Have I spent enough quality time with my parents?

Why haven’t I called him more? Why didn’t I just ask him how his day was going?

Why haven’t I asked to hear more stories from my grandparents?

How much time is left?

– Me, at 4 a.m. this morning.

This happens to me a lot. Especially when big changes are happening or I’m more stressed than usual. Amid the sadness, the nostalgia, the murmurings of all the “lasts,” my final two days as a student here at Carolina have been more eye-opening than they have anything else.

I think the emotions associated with all the lasts are actually just byproducts of an obsession we have with getting from point A to B. We hate leaving behind something good when the next step is more than uncertain. Some of us have the rest of our lives figured out. Others aren’t quite there and may not be for a while. We find ourselves resting our happiness within that job, that promotion, that degree. Or, perhaps, waiting to do so.

But what about the moments in between all of that?

This question was answered, or reaffirmed, in my last two days of being a college student.

John Robinson—he’s proof that professors do care about their students. He’s pushed me, encouraged and believed in me throughout the entirety of the semester with Media Hub, and I can confidently say I’m a better reporter because of his class. But we didn’t part ways with a talk about how to be a good reporter in the professional world.

You see, his send-off speech didn’t include a “I hope you get your dream job one day” spiel, while he did wish us the best of luck. In fact, he said we’d probably hate our first jobs. He didn’t wish us well in ticking off all those stereotypical milestones in chronological order for the rest of our lives–because, really, does that even happen to anyone?

What he left us with was something greater. Something greater than we all had anticipated at 9 a.m. on a Wednesday. This was the potential we all have to change the lives of others and be the light.

And it can be as simple as giving someone a lollipop.

JR showed us this video then handed out Tootsie Pops to each of us.

It’s not about what we do. It’s not about where we go. It’s about the people we impact along the way—it’s about those in-between moments we don’t even consider relevant half the time.

Little did I know what opening my eyes to these moments could really do.

I lost my keys after leaving Professor Robinson’s class.
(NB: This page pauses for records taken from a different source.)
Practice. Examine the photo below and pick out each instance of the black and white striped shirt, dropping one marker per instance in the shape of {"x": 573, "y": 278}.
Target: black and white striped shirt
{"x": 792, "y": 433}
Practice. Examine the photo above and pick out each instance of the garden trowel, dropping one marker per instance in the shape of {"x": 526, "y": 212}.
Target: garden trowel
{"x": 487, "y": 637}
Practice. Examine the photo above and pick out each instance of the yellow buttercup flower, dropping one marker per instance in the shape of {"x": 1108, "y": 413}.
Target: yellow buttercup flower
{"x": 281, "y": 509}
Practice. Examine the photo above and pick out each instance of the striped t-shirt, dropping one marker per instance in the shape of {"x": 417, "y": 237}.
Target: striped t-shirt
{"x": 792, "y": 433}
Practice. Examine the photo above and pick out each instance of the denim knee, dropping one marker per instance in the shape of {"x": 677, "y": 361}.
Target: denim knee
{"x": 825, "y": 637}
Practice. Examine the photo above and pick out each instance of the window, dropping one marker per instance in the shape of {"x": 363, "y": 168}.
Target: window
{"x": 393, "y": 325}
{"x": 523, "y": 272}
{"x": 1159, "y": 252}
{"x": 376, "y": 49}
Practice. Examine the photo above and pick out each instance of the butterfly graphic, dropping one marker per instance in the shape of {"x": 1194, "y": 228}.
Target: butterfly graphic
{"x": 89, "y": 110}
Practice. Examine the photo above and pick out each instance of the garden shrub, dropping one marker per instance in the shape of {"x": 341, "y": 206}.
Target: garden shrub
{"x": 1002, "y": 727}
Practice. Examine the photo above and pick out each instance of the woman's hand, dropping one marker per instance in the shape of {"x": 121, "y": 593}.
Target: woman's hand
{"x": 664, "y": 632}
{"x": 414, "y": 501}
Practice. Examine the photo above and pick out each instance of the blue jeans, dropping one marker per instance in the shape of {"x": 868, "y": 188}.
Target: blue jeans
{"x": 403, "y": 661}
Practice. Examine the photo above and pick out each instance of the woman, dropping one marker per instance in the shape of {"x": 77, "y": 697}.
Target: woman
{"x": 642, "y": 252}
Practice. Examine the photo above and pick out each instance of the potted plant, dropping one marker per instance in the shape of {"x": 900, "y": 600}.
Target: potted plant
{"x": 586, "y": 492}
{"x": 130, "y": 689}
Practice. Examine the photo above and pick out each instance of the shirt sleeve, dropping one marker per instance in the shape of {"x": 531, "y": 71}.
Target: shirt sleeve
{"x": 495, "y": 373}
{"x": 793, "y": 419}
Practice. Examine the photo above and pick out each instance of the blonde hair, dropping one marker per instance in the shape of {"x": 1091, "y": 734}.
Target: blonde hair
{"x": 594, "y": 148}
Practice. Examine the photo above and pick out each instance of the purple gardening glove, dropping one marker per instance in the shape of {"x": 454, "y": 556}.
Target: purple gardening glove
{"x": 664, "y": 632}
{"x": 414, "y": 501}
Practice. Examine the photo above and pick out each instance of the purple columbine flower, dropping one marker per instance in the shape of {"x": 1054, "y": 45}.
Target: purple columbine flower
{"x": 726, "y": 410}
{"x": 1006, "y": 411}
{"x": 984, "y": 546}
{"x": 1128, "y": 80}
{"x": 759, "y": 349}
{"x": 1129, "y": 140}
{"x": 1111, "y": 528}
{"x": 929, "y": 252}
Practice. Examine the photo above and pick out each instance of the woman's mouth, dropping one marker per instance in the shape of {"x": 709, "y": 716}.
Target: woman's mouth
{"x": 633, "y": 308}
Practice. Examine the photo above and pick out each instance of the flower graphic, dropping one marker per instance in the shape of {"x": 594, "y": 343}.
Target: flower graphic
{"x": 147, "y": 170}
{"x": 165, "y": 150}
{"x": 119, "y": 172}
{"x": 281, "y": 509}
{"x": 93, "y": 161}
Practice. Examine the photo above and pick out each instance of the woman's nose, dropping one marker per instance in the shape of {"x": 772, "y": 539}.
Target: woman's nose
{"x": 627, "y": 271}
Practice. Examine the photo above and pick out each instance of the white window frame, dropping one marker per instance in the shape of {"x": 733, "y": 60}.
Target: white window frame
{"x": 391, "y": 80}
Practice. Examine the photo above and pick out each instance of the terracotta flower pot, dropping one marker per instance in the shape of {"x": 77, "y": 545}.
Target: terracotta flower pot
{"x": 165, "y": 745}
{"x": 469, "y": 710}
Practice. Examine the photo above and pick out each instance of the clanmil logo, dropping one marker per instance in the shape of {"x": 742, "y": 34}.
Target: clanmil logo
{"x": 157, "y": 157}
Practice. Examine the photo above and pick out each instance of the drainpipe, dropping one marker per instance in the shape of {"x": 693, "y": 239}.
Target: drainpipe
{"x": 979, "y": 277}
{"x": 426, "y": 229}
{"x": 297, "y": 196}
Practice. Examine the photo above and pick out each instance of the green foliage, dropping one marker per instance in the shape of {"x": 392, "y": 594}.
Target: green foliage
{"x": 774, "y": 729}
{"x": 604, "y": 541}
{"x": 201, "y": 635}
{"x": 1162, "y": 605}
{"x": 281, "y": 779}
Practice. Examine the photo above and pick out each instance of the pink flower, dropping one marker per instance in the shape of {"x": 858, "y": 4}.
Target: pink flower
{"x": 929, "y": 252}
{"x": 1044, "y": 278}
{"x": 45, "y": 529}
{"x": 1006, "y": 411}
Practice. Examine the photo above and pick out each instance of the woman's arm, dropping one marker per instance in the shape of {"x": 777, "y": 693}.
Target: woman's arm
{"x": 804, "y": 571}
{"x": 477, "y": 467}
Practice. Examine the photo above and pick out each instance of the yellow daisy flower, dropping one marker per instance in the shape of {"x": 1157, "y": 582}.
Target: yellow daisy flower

By 5 p.m., I couldn’t buy a drink at Target because I’d lost my debit card and all money to my name.

I knew I had lost my mind. I gave up and went to bed by 10 p.m. Still frazzled, I woke up, ate breakfast, worked on the paper I’d neglected the night before and caught a ride to class from my friend Kelsey. Halfway to our destination, I remembered why I’d had so much trouble sleeping (refer to the top of the blog).

I was caught up in thinking about all of the things I had been, and maybe am right now, missing. Maybe this was the result of JR’s parting words. Maybe it’s stress.

No. I started to realize it had to have been part of divine intervention when I received an email from “fred hall.”

Those in-between moments were beckoning me.

fred hall.png

Dr. Hall could’ve kept walking. He could’ve seen my card on the ground and not gone through the trouble to search me on the internet, let alone write a personal email. He could’ve not extended an offer to accommodate my schedule. Such a simple act of kindness turned my day around immediately and made me feel lucky to be surrounded by such kindhearted people who are so willing to be leaders in this way–leaders in creating joy in others.

The divine intervention didn’t stop here, because the professor of the class to which this blogging project belongs, Gary Kayye, also left us with a poignant parting speech that had me in tears. He, too, cares more about sending empathetic people into the world than churning out brilliant millionaires.

Like Robinson, he didn’t part with advice on how to be “successful” by standard means in the professional world.

He left us with a reminder of what it means to simply be a good human being. The rest falls into place.

This is the video that had me in tears.

Whether you’re giving someone a lollipop, picking up a lost debit card and rummaging the internet to find its owner, or holding the door open for someone with a smile on your face–you have a purpose.

You’re already successful. You’re already there–just make sure you know it, too.